Application d’une théorie du rythme à la production automatique de textes
p. 75-78
Résumé
Pierre Lusson présente sa théorie du rythme. Approche à l’origine de nombreux travaux développés par le groupe Polivanof de l’INALCO (Paris III) tant dans le domaine de l’analyse musicale que dans celui de la littérature ou dans l’étude des relations texte-musique. Après en avoir fait une description rapide, il s’efforce de montrer comment cette théorie d’application générale peut fournir des outils opératoires à divers domaines de la génération automatique de textes. Il laisse également apercevoir, entre autres directions de recherche, celle de la constitution, par l’emploi de cette méthode, d’une rhétorique générale abstraite.
Texte intégral
1La théorie du rythme dont il sera question est développée depuis une quinzaine d’années au Centre de Poétique Comparée (Paris) ; théorie très générale, mathématisée, elle s’applique essentiellement à l’analyse poétique et musicale. Ce qui nous intéressera ici ce sont évidemment ses aspects génératifs, bien qu’ils soient étroitement liés à l’aspect analytique. Nous ne ferons pas d’exposé systématique de la théorie, nous contentant d’en extraire les idées directrices qui peuvent s’utiliser en production automatique de textes.

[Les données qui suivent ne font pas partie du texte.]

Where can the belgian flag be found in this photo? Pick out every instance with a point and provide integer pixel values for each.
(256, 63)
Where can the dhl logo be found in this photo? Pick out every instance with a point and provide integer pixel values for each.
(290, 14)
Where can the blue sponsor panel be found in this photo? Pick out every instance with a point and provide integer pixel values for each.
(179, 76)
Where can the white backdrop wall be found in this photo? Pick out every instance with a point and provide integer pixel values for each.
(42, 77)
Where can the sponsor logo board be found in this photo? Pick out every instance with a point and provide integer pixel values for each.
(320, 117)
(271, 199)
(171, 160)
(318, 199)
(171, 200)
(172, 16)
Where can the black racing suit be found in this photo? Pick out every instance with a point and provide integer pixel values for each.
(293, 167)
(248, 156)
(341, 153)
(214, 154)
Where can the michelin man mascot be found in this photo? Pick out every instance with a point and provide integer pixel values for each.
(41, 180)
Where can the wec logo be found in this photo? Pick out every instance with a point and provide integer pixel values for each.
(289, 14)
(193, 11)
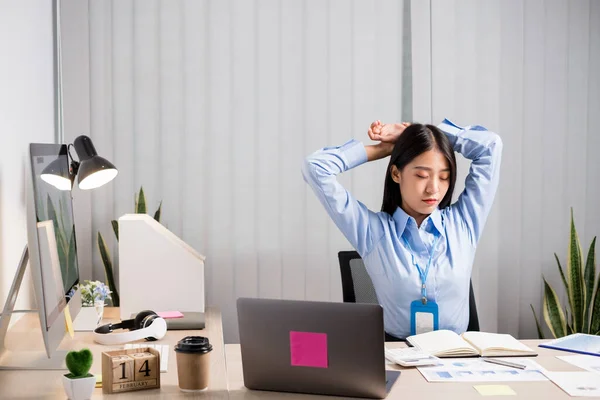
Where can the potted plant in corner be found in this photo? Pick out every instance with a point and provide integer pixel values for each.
(582, 314)
(79, 383)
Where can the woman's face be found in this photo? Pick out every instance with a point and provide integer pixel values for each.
(423, 183)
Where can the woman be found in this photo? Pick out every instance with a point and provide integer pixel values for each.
(419, 249)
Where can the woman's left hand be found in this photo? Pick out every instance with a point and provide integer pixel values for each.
(386, 133)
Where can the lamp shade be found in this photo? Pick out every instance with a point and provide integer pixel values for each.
(94, 171)
(57, 174)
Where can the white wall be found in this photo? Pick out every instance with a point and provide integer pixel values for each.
(211, 105)
(26, 115)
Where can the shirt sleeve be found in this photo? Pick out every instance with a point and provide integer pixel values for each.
(484, 149)
(352, 217)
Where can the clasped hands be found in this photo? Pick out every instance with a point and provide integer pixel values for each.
(386, 134)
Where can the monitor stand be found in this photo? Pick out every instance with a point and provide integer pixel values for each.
(24, 359)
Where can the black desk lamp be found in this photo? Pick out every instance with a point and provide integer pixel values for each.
(92, 170)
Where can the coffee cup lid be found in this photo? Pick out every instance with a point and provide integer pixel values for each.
(193, 344)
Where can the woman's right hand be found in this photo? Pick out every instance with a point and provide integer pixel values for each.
(386, 133)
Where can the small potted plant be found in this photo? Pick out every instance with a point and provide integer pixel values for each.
(93, 297)
(79, 383)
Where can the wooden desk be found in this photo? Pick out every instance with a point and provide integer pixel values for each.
(412, 385)
(25, 334)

2Un premier aspect de la théorie du rythme considérée est la séparation conceptuelle du formel et des conditions de sa réalisation. Par exemple on y étudie séparément le jeu combinatoire des formules de rimes et leur réalisation par un ensemble de timbres. La première partie de l’étude relève exclusivement de considérations de type combinatoire, et son intérêt génératif est évident : connaître les opérations fondamentales et leur mode de combinaison permet d’en dominer la production. La seconde partie de l’étude, la réalisation d’une formule abstraite donnée, par des sons de la langue, relève de la théorie du rythme « réalisé ». Supposons donc une séquence abstraite de rimes, abba par exemple, et la donnée (arbitraire, à disposition) de traits phoniques pour une syllabe quelconque : syllabes dont la voyelle est ouverte, voisée,.... et dont les consonnes appartiennent à l’une des classes phonologiques classiques ; la considération d’un ensemble structuré de ces traits pour chaque timbre abstrait, a ou b ici, permet d’engendrer tous les timbres réalisés, ce qui peut s’utiliser ensuite de bien des manières, par exemple pour obtenir, toujours à formule de rime donnée, des séquences de rimes réalisées obéissant à un principe directeur esthétique donné, comme une transformation progressive du timbre, laissant constant le rapport structurel entre les timbres abstraits a et b. Bien d’autres principes variationnels peuvent être envisagés.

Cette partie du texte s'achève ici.